Those familiar with our mission understand the urgency of addressing the coming food crisis—how will we feed 9 billion people by the year 2050? According to an expert paper from the United Nations’ Food and Agriculture Organization, if we continue to eat the way we do today, coupled with climate change and political instability, we won’t be able to produce enough food for the exploding global population in the next 30 years. That’s why we’ve proposed the Victory Garden 2050 project for consideration for the Rockefeller Foundation’s Food System Vision Prize.

Did you know that Americans once grew over 1/3 of the produce they consumed in small plots in their backyard, school grounds and church yards? These Victory Gardens were a result of a mass campaign by the United States’ Department of Agriculture to educate and introduce people to the essential nature of growing your own food. Inspired by the success of WW2 Victory Gardens, our proposal for the Food System Vision Prize is to roadmap ways to build regenerative, local, agroecologies beginning with a kit of parts for producing backyard and schoolyard gardens right here in New York City. We are working with a diverse group of designers, farmers, historians and urban planners who understand the unique challenges of communicating and motivating people to try their hand at growing their own food.

Our plan is to launch three pilot gardens this Spring in New York City across three boroughs — the Bronx, Brooklyn and Queens. With your help and support, we can take best practices from across disciplines and a multitude of gardening models to create an actionable roadmap for urban food sovereignty by 2050.

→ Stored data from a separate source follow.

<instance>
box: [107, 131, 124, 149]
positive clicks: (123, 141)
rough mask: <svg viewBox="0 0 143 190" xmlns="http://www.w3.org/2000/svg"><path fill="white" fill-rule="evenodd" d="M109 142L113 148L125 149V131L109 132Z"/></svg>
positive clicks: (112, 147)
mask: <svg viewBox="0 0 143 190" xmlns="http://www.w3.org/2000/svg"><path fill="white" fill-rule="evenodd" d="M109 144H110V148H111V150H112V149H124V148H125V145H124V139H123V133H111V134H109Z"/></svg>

We are looking for collaborators—design researchers, urban farming specialists, urban policy experts, mechanical engineers and designers of all stripes to contribute.

Email us at editors [at] thisismold [dot] com if interested!

The Food System Vision Prize is engaging organizations to pitch projects that will build a regenerative and nourishing food system by the year 2050. The Rockefeller Foundation will be distributing $2M to Top Visionaries to enact their programs — the prize amounts to $200,000 to each organization. For those interested, the Prize is hosting a webinar on Futurecasting with our collaborators and MOLD contributors Rebecca Chesney (IDEO) and Max Elder (Institute for the Future) on January 16. The last day to apply by submitting your vision for the food system is January 31st at 5PM EST on OpenIDEO’s platform.